Since the pneumatic bias tire for heavy load of the present invention has the above-mentioned constitution, it has an excellent effect that it can be reduced in weight without lowering the bead durability.

[Brief description of drawings]

FIG. 1 is a left half widthwise sectional view showing a basic configuration of a heavy duty pneumatic bias tire according to an embodiment of the present invention, with partial hatching omitted.

FIG. 2 is a widthwise cross-sectional view showing one side of a pair of bead portions of a heavy duty pneumatic bias tire according to an embodiment of the present invention with partial hatching omitted.
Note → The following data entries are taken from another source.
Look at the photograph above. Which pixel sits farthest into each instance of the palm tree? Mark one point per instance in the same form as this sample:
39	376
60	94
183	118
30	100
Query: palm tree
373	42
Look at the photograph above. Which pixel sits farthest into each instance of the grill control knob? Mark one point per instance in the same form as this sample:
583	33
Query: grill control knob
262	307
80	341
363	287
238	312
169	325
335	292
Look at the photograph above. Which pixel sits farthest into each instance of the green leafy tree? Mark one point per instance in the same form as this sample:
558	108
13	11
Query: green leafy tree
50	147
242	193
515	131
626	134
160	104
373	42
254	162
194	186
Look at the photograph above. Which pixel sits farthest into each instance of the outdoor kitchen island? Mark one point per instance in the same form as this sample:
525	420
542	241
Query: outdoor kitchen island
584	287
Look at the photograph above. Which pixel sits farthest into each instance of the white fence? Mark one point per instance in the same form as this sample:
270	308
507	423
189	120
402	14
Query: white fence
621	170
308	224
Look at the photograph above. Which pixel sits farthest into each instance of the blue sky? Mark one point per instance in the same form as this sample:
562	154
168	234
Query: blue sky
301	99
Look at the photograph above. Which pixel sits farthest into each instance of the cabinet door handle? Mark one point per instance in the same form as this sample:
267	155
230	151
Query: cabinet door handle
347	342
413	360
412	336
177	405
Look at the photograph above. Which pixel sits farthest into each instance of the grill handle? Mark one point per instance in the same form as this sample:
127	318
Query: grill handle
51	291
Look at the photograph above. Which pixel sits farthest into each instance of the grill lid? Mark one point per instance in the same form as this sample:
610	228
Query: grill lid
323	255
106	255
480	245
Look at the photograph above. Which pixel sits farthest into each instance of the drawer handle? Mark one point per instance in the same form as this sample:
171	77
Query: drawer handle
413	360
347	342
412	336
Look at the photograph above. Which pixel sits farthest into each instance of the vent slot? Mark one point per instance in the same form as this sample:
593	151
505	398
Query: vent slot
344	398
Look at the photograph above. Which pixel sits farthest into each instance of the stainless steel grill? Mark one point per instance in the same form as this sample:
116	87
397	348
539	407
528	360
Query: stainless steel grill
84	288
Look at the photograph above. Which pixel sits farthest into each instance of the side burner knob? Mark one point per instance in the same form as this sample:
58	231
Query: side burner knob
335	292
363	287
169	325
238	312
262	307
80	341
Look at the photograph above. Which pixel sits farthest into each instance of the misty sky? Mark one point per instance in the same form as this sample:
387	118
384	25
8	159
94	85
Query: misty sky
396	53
FIG. 3 is a cross-sectional view of the left half in the width direction showing a basic configuration of a conventional heavy duty pneumatic bias tire with some hatching omitted.

[Explanation of symbols]

10 Pneumatic Bias Tires for Heavy Loads 10A Beads 12 Tire Axial Outside Bead Cores (Tire Axial Outermost Bead Cores) 14 Tire Axial Inside Beads (Tire Axial Inner Beads) 16 Tire Axial Outside Beads 17 Inner bead portion in the axial direction of the tire 18 Bead epex rubber on the outer side in the axial direction of the tire (bead core at the outermost side in the tire axial direction) 20 Bead epex rubber on the inner side in the axial direction of the tire (bead core at the innermost side in the tire axial direction) 22 Tire equatorial plane 24 Outer side Carcass layer 26 Inner carcass layer 28 Tread part

Claims (6)

[Claims] 1. A pair of beads composed of a plurality of bead cores of at least two bundles arranged in the tire axial direction, and a bead apex rubber having a triangular shape arranged on the tire radial direction outer side of the plurality of bead cores, respectively. Pneumatic bias for heavy load having a carcass layer composed of a plurality of plies that are sequentially wound up between the respective bead cores and inclined with respect to the tire equatorial plane, and a tread portion provided on the tire radial outside of the carcass layer. A pneumatic bias tire for heavy loads, characterized in that at least one of a bead core on the innermost side in the tire axial direction and a bead epex rubber has higher rigidity than that on the outermost side in the tire axial direction. .. 2. The heavy load according to claim 1, wherein at least one of the number of winding steps and the number of winding rows of the innermost bead core in the tire axial direction is larger than that of the outermost bead core in the tire axial direction. Pneumatic bias tire. 3. The pneumatic bias tire for heavy load according to claim 1, wherein the bead core on the innermost side in the tire axial direction has a larger total cross-sectional area than that of the bead core on the outermost side in the tire axial direction. 4. The bead-epex rubber at the innermost side in the axial direction of the tire, wherein at least one of the bottom length and the height is larger than that of the outermost bead-epex rubber in the axial direction of the tire. Pneumatic bias tire for heavy loads. 5. The pneumatic bias tire for heavy load according to claim 1, wherein a cross-sectional area of the bead-epex rubber on the innermost side in the tire axial direction is larger than that of the bead-epex rubber on the outermost side in the tire axial direction. 6. The JIA type hardness of the bead epex rubber on the innermost side in the tire axial direction is higher than that of the bead epex rubber on the outermost side in the tire axial direction.
Pneumatic bias tire for heavy load described.